# covering food



## Adam87 (Mar 8, 2010)

My tegu keeps covering his food with cypress mulch i keep putting it in different places but he still covers it after eating is this normal ?


----------



## Mr Critter (Mar 8, 2010)

You shouldnt be feeding him in his cage, will cause cage aggresion & worse he will injest the mulch & get impacted which can be fatal, feed in a bin or on the floor out of the cage. Come on Adam87 your on here all the time, you knew the answer to your question.


----------



## Jefroka (Mar 8, 2010)

Yes Buddy, you definitely want to feed in a seperate bin, without any substrate.

And BTW, he is most likely covering the food to eat later.


...JP


----------



## Toby_H (Mar 8, 2010)

Ingesting substrate is a very legit concern.

Mine eats his full meal as soon as it's offered. If yours isn't, I would suggest feeding less at a time or less frequently... There's nothing wrong with letting your Tegu feel a little hunger burn now and then. It's actually much better for them than keeping them stuffed...

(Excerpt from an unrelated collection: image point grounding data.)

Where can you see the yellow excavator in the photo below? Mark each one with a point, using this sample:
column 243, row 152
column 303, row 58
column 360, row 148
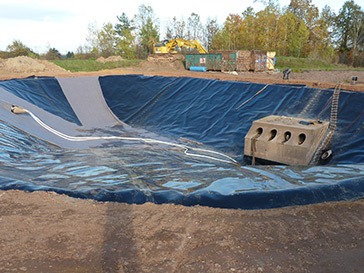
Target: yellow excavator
column 172, row 50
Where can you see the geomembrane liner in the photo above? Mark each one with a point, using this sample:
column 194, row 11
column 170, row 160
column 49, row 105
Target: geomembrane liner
column 209, row 117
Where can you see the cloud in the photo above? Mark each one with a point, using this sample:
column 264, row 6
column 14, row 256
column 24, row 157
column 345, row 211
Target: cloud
column 18, row 11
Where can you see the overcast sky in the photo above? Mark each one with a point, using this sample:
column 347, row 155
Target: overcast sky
column 63, row 24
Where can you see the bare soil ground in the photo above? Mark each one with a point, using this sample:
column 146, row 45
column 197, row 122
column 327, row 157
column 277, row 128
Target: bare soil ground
column 47, row 232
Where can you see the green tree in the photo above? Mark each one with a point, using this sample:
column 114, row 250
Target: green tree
column 212, row 29
column 194, row 27
column 321, row 34
column 52, row 54
column 125, row 40
column 349, row 30
column 17, row 48
column 248, row 30
column 147, row 30
column 266, row 24
column 176, row 29
column 232, row 28
column 107, row 40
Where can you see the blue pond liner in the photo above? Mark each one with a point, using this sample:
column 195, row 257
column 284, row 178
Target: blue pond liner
column 195, row 112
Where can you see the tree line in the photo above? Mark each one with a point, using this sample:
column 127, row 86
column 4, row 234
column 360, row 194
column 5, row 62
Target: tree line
column 298, row 30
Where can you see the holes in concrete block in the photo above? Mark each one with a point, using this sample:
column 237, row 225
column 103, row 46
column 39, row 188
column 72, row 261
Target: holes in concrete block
column 259, row 132
column 287, row 135
column 301, row 138
column 273, row 134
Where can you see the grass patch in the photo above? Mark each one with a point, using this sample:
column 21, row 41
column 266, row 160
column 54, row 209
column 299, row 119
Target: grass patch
column 93, row 65
column 306, row 64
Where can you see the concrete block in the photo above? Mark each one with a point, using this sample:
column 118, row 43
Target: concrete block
column 287, row 140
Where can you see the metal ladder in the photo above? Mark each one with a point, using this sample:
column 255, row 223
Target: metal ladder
column 332, row 126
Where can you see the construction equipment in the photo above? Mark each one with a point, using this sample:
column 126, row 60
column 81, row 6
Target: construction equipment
column 172, row 50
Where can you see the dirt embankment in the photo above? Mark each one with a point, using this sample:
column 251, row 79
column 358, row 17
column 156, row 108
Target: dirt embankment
column 47, row 232
column 21, row 67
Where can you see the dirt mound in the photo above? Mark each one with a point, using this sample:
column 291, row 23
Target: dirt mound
column 110, row 59
column 23, row 64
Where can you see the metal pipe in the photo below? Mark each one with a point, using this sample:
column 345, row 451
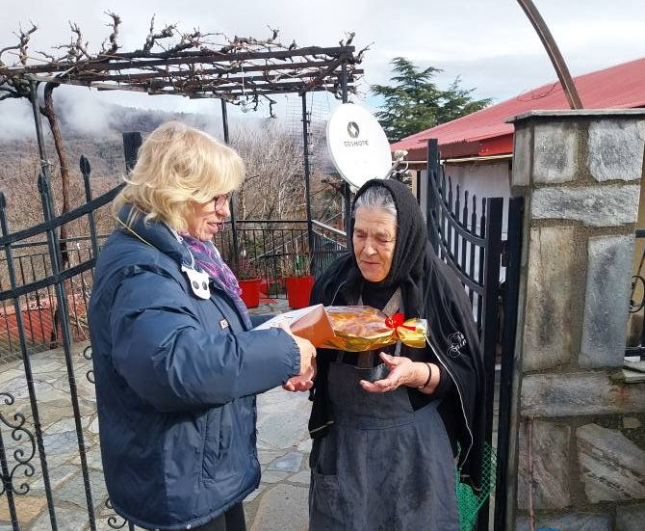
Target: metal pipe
column 305, row 137
column 44, row 163
column 347, row 195
column 568, row 86
column 236, row 251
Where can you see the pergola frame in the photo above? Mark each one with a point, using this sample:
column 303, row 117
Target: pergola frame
column 245, row 73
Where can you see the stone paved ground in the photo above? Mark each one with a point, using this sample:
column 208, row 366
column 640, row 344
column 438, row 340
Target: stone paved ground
column 283, row 447
column 280, row 504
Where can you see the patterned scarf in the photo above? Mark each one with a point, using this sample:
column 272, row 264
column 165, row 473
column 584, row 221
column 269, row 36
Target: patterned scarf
column 208, row 258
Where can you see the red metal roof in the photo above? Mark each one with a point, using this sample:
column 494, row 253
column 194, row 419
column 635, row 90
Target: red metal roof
column 486, row 132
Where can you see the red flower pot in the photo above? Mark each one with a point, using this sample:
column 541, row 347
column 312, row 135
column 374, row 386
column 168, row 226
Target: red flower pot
column 264, row 286
column 251, row 292
column 299, row 291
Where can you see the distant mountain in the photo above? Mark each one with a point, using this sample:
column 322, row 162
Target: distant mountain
column 104, row 149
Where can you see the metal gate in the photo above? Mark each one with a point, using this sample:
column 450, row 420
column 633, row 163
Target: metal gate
column 49, row 451
column 467, row 235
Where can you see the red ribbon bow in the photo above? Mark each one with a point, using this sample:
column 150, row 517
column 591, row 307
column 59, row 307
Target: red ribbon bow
column 396, row 321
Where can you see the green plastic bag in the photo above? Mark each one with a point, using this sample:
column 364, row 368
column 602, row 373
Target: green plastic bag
column 468, row 501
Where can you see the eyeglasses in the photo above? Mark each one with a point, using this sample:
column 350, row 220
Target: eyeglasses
column 221, row 200
column 380, row 241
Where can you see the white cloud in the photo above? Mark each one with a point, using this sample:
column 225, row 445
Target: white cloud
column 489, row 43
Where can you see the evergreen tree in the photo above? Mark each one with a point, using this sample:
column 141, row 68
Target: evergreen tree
column 414, row 102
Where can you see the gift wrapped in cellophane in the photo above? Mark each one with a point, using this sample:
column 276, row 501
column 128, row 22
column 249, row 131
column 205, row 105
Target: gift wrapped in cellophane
column 362, row 328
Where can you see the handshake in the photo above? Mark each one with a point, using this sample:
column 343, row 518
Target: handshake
column 305, row 379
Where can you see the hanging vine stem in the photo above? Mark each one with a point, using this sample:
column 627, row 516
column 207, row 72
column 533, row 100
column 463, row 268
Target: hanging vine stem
column 22, row 457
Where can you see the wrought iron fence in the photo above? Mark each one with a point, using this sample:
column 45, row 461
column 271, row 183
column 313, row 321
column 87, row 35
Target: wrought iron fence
column 39, row 310
column 467, row 235
column 49, row 451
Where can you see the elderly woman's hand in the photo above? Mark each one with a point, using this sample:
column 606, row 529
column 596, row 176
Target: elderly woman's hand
column 403, row 371
column 303, row 382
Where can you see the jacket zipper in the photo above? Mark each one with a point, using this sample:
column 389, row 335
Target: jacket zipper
column 461, row 400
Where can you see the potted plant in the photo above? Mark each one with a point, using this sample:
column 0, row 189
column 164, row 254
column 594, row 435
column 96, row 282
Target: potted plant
column 250, row 282
column 299, row 281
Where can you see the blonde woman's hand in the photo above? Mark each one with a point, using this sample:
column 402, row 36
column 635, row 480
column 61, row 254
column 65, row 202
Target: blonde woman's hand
column 307, row 352
column 303, row 382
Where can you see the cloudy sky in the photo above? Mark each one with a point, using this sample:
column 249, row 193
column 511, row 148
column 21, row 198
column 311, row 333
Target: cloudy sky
column 488, row 43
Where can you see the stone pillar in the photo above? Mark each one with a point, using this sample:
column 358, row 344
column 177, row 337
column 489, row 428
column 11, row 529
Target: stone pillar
column 580, row 173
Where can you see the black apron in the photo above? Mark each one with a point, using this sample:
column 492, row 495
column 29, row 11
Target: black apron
column 383, row 465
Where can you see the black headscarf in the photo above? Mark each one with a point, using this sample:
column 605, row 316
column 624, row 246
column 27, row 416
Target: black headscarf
column 408, row 262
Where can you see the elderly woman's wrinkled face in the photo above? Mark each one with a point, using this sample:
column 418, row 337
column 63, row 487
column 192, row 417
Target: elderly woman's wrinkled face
column 374, row 240
column 205, row 220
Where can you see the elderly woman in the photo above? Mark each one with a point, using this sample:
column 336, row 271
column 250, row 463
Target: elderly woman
column 389, row 427
column 176, row 362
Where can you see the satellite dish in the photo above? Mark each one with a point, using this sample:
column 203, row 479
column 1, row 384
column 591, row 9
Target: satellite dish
column 357, row 145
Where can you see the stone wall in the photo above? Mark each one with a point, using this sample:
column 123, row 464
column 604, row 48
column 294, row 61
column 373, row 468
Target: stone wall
column 580, row 173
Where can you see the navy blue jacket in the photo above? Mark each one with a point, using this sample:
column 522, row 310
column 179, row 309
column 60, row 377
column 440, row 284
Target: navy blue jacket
column 175, row 377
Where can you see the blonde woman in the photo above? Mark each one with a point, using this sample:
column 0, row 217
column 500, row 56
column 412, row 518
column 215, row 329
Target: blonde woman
column 176, row 363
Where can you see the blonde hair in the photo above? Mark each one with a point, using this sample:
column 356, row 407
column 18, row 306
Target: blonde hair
column 178, row 165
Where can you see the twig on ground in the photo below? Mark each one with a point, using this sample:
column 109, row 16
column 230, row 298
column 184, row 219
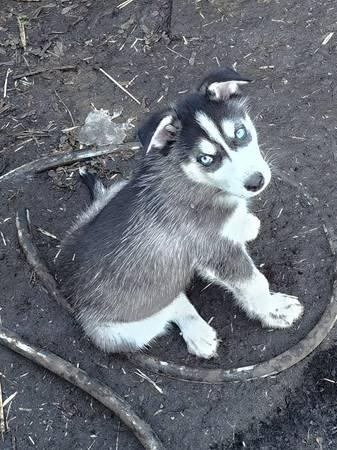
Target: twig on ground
column 33, row 258
column 42, row 70
column 63, row 159
column 59, row 366
column 81, row 379
column 124, row 4
column 119, row 85
column 6, row 82
column 22, row 20
column 66, row 107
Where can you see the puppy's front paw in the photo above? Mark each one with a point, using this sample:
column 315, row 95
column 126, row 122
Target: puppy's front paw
column 201, row 340
column 252, row 227
column 283, row 311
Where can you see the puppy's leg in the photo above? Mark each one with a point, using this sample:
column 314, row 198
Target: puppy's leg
column 200, row 337
column 251, row 289
column 130, row 336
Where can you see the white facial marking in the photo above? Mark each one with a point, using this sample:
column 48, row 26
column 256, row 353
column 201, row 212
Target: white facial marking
column 207, row 147
column 228, row 128
column 160, row 136
column 207, row 124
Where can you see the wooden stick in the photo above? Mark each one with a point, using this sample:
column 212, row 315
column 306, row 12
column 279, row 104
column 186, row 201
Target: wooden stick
column 63, row 159
column 81, row 379
column 119, row 85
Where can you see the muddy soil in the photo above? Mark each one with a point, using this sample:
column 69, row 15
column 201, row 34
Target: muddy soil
column 159, row 50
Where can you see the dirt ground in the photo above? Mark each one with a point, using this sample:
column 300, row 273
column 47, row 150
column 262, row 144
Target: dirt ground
column 160, row 50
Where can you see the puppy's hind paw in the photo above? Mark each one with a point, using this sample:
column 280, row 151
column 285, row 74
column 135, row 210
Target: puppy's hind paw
column 201, row 340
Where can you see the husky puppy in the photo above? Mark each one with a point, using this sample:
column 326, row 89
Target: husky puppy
column 126, row 264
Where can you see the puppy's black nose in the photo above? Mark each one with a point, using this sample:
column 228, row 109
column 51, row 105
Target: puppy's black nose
column 255, row 182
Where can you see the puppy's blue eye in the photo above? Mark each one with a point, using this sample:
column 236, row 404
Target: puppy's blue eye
column 241, row 133
column 205, row 160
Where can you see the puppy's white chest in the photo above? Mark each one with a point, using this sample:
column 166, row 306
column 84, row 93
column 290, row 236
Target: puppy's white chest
column 241, row 226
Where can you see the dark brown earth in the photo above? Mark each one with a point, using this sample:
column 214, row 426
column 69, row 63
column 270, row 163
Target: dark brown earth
column 165, row 47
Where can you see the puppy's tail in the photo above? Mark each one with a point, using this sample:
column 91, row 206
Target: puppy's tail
column 95, row 186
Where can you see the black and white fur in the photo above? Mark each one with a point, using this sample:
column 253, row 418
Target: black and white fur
column 126, row 263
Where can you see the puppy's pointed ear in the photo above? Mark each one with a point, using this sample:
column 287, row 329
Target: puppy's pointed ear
column 222, row 84
column 159, row 131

Especially in the colder season feeding every other day or even every third day is fine. 


Just to mention, despite all fo the suggestions to feed in a seperate bin... I've fed mine in it's main enclosure ever since I got him. He's never once bit me or anyone else, doesn't use his tail as a whip, Is easily handled every day, I can touch any place on him at any time without any concern...

I think there is a whole lot more to pushing a Tegu towards aggression than just feeding in it's cage...


----------



## isdrake (Mar 9, 2010)

I don't think you have to feed in a seperate bin if you don't want to. There are Tegus that are tame and eat inside the enclosure. But maybe you should put the food on a large plate, a flat rock in or something. To prevent the substrate to get stuck on the food.


----------



## Adam87 (Mar 9, 2010)

i feed him his ground beef and turkey and fruit in the enclousre but when it comes to pinkies i feed him outside and i just got some flat rocks to put the plate on and if he still covers his food im gonna have to feed him outside


----------